The felony intimidation charges brought against protesters outside Kentucky Attorney General Daniel Cameron’s home on Tuesday are rarely used this way and unlikely to stick, according to court records and local lawyers.
Sam Marcosson, a professor of law at the University of Louisville, called the felony charges of intimidating a participant in a legal process “outrageous.” Marcosson, an expert in criminal and Constitutional law, said he didn’t think they were justified based on Kentucky law or the U.S. Constitution.
“If the idea that the (Louisville Metro Police Department) is seeking to put out there is that protest is in and of itself a form of intimidation, then the First Amendment means nothing… We’ve thrown it out,” he said.
In total, 87 protesters were arrested after a peaceful sit-in on Cameron’s East End front lawn. They were also charged with disorderly conduct, a misdemeanor, and the violation of criminal trespass, according to a statement from LMPD. An estimated 200 protesters participated in the action, some from out of state.
Police spokesperson Jessie Halladay said in an email Wednesday that the decision on charges came from commanders at the scene.

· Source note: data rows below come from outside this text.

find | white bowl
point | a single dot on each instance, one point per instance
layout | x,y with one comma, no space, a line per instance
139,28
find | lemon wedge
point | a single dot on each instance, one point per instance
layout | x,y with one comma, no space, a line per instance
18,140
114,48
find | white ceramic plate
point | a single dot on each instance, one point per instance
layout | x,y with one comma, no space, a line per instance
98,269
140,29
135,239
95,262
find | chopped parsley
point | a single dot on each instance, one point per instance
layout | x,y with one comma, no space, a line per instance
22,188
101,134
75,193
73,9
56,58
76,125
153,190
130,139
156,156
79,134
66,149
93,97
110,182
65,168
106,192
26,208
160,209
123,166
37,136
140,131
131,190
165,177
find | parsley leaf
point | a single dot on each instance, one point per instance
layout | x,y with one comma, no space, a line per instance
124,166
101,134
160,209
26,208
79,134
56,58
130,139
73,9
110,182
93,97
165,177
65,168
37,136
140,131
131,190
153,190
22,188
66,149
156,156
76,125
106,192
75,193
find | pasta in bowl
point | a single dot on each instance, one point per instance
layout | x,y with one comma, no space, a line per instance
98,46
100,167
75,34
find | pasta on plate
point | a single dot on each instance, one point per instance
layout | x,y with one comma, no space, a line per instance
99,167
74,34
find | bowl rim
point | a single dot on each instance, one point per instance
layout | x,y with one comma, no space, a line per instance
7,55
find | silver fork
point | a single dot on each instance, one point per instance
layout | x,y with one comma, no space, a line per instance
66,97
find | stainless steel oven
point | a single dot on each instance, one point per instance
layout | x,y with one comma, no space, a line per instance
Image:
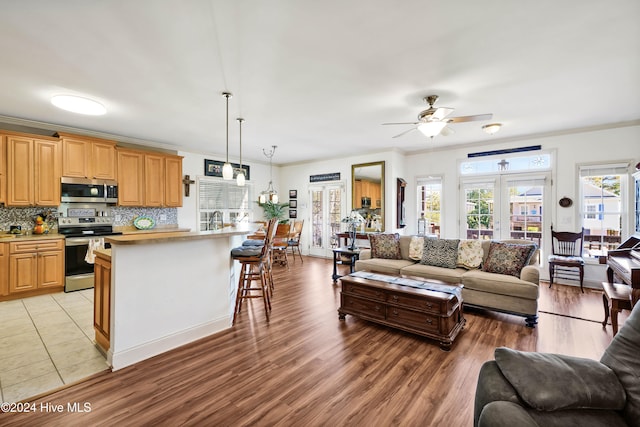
80,226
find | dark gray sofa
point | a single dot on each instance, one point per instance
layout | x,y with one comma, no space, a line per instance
542,389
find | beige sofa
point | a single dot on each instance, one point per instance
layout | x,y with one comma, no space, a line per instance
498,292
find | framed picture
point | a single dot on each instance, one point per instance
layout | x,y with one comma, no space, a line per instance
214,168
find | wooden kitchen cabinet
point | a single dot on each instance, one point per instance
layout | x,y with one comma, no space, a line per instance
36,266
102,301
130,177
33,171
85,157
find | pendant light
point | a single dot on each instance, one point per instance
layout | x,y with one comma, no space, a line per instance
227,169
240,178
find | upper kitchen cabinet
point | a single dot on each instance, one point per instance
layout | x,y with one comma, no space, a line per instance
86,157
33,170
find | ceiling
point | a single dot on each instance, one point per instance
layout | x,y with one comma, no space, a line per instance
317,78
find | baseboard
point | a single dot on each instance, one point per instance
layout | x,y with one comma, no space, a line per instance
127,357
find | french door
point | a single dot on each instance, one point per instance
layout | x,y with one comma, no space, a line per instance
328,207
505,207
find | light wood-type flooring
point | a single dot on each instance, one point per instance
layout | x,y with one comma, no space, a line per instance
307,368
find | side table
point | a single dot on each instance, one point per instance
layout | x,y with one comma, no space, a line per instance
353,255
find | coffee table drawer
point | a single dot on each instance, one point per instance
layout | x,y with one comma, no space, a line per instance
355,305
416,319
420,303
364,291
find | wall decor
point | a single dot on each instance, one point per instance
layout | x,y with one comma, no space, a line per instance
214,168
335,176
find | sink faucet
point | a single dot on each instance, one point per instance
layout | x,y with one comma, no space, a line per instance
216,221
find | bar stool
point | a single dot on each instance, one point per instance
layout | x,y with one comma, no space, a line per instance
616,297
255,265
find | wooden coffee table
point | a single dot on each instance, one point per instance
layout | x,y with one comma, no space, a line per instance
429,308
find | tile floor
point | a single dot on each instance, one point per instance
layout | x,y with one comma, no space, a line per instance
45,342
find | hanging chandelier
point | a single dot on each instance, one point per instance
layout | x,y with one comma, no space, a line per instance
227,169
269,195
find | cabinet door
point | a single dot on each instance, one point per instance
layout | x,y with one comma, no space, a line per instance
3,169
153,180
23,272
47,173
19,171
75,158
173,182
50,269
103,160
130,178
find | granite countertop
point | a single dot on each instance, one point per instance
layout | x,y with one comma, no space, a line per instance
6,237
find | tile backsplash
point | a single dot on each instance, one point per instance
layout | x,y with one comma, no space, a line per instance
123,216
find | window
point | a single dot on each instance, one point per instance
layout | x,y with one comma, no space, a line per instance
216,196
430,202
603,206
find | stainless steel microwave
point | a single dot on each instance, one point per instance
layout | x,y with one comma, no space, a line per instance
80,190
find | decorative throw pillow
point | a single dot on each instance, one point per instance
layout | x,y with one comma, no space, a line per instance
440,252
470,254
507,258
415,248
385,246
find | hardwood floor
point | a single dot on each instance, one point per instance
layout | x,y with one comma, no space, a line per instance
306,367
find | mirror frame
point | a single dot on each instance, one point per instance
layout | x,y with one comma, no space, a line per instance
381,164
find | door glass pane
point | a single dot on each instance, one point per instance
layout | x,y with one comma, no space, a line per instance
317,219
480,209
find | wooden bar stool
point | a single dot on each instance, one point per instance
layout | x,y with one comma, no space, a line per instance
616,297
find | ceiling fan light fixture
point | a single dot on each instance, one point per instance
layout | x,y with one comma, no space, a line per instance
492,128
79,105
431,129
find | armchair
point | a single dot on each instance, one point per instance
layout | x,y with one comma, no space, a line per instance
542,389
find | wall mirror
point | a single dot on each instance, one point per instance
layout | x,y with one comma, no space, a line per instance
367,188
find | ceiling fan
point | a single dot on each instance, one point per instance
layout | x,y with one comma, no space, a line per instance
433,121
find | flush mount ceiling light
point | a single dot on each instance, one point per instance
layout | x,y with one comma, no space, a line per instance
492,128
227,169
79,105
240,178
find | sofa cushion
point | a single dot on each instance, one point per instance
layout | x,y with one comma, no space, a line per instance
415,248
385,246
389,266
501,284
470,254
440,252
449,275
507,258
548,382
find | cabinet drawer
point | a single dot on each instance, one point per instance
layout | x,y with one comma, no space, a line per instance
364,291
34,246
422,321
420,303
354,305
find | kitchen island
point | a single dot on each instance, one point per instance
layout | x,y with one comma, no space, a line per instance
168,289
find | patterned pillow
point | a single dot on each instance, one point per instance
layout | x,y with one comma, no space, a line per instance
440,252
415,248
470,254
385,246
507,258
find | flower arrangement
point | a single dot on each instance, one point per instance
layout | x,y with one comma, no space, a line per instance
353,221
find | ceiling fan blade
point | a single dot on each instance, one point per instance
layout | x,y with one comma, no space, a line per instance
441,113
412,123
474,118
405,132
446,131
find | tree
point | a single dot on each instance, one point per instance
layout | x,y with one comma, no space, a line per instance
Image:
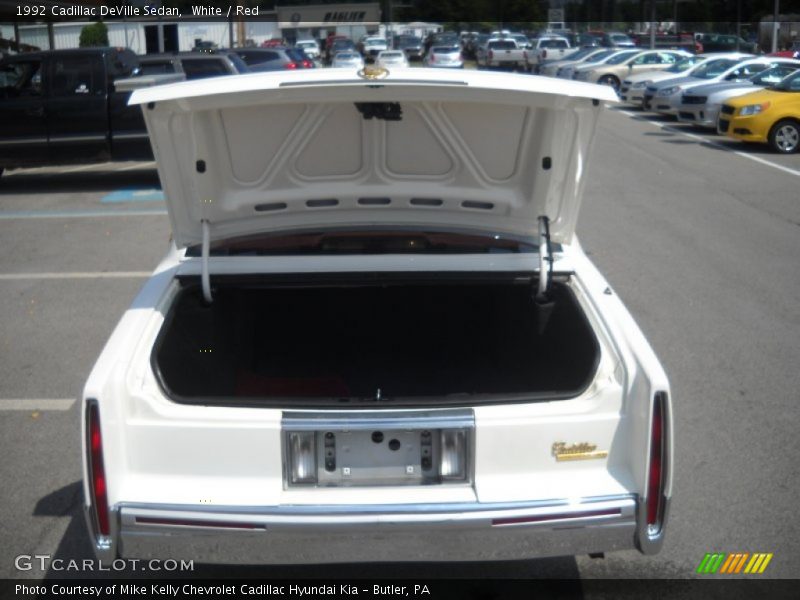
95,34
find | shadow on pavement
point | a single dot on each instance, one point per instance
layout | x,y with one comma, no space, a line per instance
48,182
75,546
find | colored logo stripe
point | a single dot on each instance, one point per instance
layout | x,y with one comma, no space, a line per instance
734,563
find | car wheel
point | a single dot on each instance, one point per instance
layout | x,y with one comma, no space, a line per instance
784,137
609,80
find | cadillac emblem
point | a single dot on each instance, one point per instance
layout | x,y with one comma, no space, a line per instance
582,451
373,73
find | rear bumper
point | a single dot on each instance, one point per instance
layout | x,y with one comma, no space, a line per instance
330,534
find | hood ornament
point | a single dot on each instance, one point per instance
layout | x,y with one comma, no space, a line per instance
373,73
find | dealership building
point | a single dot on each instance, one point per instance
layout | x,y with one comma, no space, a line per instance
166,34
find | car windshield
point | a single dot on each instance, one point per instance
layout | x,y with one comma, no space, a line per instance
713,68
774,75
621,57
503,45
683,65
406,42
582,53
790,84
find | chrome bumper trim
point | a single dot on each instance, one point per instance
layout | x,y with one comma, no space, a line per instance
325,534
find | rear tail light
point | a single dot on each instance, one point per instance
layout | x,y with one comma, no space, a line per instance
454,456
96,470
657,476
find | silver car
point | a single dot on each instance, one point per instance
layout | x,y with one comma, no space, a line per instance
701,105
444,57
665,97
348,59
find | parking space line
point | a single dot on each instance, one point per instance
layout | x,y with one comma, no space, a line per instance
147,165
702,140
76,275
60,404
75,214
83,168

“The felony charge is based on protesters trespassing onto the Attorney General’s property, refusing to leave and chanting that if they didn’t get what they want they would burn it down,” she said. “That was deemed an attempt to intimidate, persuade or influence the Attorney General’s decision.”

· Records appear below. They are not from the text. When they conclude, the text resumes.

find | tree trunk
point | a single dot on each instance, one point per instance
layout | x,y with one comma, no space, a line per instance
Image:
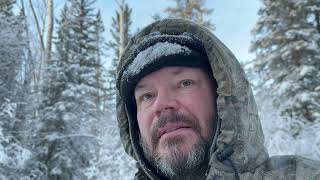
121,28
50,30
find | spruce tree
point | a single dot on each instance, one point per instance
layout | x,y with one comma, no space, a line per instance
120,37
286,43
193,10
6,6
67,145
13,56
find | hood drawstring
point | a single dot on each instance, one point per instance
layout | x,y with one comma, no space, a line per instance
225,156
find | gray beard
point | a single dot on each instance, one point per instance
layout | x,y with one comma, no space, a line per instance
178,165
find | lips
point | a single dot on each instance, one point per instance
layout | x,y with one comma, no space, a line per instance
170,127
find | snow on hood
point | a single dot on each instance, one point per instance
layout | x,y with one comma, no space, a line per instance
240,127
151,54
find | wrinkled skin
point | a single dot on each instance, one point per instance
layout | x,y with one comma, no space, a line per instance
239,124
183,92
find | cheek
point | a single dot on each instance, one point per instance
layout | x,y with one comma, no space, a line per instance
201,105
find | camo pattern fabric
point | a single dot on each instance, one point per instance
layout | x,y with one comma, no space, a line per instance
240,126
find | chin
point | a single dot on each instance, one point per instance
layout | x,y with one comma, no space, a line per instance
178,144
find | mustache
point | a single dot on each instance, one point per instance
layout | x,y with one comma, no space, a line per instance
173,117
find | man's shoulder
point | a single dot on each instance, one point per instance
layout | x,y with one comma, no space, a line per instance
290,166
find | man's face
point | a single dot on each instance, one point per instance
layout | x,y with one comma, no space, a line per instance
175,110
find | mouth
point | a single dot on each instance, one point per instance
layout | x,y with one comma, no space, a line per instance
171,128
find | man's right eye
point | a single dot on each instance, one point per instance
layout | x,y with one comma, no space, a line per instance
146,97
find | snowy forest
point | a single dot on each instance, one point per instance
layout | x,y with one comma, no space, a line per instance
57,83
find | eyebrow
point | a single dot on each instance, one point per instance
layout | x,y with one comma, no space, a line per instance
174,72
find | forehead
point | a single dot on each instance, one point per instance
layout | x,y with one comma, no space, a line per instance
170,72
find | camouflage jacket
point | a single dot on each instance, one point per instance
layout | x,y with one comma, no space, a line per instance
240,138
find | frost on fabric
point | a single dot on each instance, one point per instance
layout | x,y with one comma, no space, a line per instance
153,53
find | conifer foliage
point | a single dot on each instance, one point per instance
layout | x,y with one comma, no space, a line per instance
67,146
194,10
287,46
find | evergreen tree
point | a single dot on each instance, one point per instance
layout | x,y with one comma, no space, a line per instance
193,10
13,96
6,6
286,43
67,145
121,35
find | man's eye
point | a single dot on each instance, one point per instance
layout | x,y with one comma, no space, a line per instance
185,83
146,97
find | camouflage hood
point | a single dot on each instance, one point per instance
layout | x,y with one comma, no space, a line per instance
240,134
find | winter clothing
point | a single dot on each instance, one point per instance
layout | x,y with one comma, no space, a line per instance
237,150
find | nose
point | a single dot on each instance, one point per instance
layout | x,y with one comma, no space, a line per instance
166,102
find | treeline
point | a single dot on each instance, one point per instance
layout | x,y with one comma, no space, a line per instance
57,98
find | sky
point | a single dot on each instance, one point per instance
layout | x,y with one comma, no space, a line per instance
233,20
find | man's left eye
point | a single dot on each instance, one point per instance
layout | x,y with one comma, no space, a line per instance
185,83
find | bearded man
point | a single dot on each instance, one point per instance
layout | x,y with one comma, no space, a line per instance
186,110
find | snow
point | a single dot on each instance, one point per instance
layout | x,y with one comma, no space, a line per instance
151,54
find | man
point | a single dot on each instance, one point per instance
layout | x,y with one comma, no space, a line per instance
186,110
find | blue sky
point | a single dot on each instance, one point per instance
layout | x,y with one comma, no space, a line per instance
233,19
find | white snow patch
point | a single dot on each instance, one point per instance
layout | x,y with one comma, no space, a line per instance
305,70
153,53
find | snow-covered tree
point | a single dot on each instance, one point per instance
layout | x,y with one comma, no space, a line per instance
67,145
286,43
120,32
6,6
194,10
287,77
13,95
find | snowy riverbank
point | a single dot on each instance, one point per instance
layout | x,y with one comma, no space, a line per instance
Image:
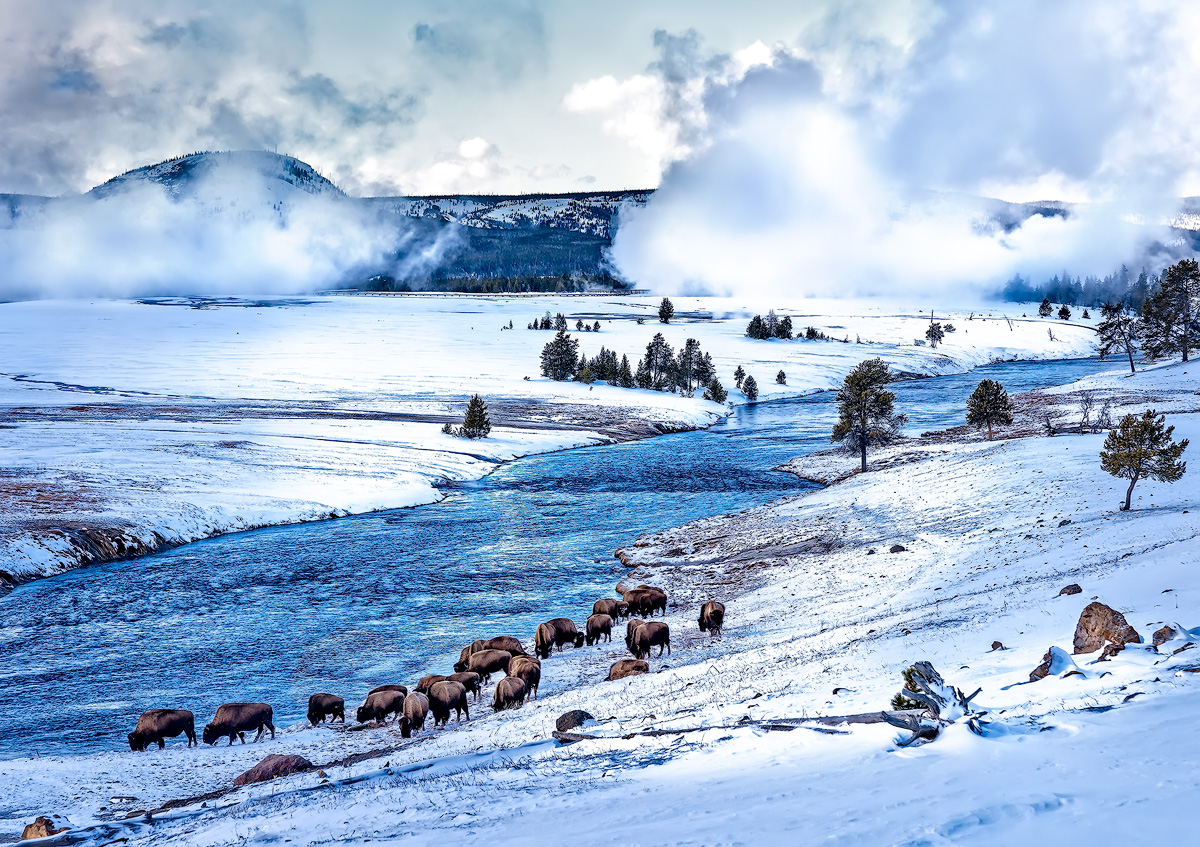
133,426
816,626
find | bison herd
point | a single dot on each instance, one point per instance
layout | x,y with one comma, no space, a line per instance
441,695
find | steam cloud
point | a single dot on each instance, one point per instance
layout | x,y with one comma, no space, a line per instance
856,164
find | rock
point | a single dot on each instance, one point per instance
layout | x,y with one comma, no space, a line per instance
1163,635
273,767
43,827
1099,624
573,720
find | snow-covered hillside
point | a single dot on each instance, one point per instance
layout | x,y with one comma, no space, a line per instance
718,744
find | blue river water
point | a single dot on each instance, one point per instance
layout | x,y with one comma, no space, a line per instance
345,605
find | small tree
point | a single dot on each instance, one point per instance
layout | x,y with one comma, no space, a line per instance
865,409
1117,331
1143,446
989,406
715,391
477,424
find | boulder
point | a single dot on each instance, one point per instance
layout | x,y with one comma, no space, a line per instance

Cameron’s office is responsible for deciding whether to bring criminal charges against the police officers who killed Breonna Taylor. The 26-year-old Black woman’s death — and the subsequent lack of charges against the officers — precipitated weeks of ongoing protests in Louisville.
Tuesday’s demonstration focused on calling on Cameron to deliver justice for Taylor by arresting and prosecuting the officers who shot her. Cameron said as recently as Monday that he would not put a timeline on when his office would complete its investigation.
Marcosson criticized LMPD’s interpretation of the protest chant, which invokes “burning down” systems of oppression. He put it in the same category as another common chant: “No justice, no peace.” Both, he said, could refer to anger directed at a larger system or the state of things, rather than a particular individual.
“The state has a very high burden to have to show that something really was directed, intended as a threat and that a particular individual was being targeted,” he said.
Plus, he said, the statute is not typically used this way.
The statute defining the offense, KRS 524.040, describes it as “use of physical force or a threat directed to a person he believes to be a participant in the legal process.” It’s a felony, and Kentucky still has a lifetime felony disenfranchisement law. People convicted of felonies in Kentucky cannot vote, serve on a jury or possess a firearm.
The intention is to protect witnesses who might be threatened to stop them from testifying in cases, Marcosson said. To consider Cameron a “participant in a legal matter” in the way intended by the statute would be a stretch, he said.
Attorney David Mour said he believed the protesters were “vastly over-charged,” and that the felony charges were being used as a “political weapon.” Mour said he may represent some of the defendants as they fight these charges.
“It’s an effort to suppress the First Amendment right of assembly and the First Amendment right to free speech, and to try to take constitutional rights away from these people,” he said.
Mour questioned the application of the charge, given that protesters didn’t appear to use force or verbally threaten Cameron. He said he did not attend the protest, but watched via livestream.
“I think it’s extremely improbable that all 87 of those people uttered some threat of harm against the Attorney General, such as to give rise to charges of that,” he said.
Elizabeth Kuhn, a spokesperson for Cameron’s office, said in an emailed statement that they “respect the decisions made by the arresting agency and appreciate their assistance in upholding the law.”
“Ultimately, any charges will be subject to the legal process and further review by prosecutors,” Kuhn’s statement said.
Ingrid Geiser, director of the criminal division of the County Attorney’s Office, said in an email that the Office was not involved in the charging decisions.
“We will review all available facts and evidence and proceed on a case by case basis,” she said in an email.
Marcosson and Mour each compared the issuance of these charges to a different protest in May, when a group rallying in support of gun rights and against coronavirus restrictions hanged an effigy of Gov. Andy Beshear in front of his residence in Frankfort.
No one was arrested in connection with the hanging. One person was fired by a private employer.
“How many people got charged? Zero,” Mour said. “Because we don’t charge white dudes with guns and who are protesting taking away their freedoms because they can’t go get their hair cut.”
LMPD was not involved in that protest, as it took place in Frankfort. But Marcosson said the differential treatment of the two groups of protesters highlights the problem. Police and others must take care not to interpret speech as threatening simply because of the identity of the person producing it, he said.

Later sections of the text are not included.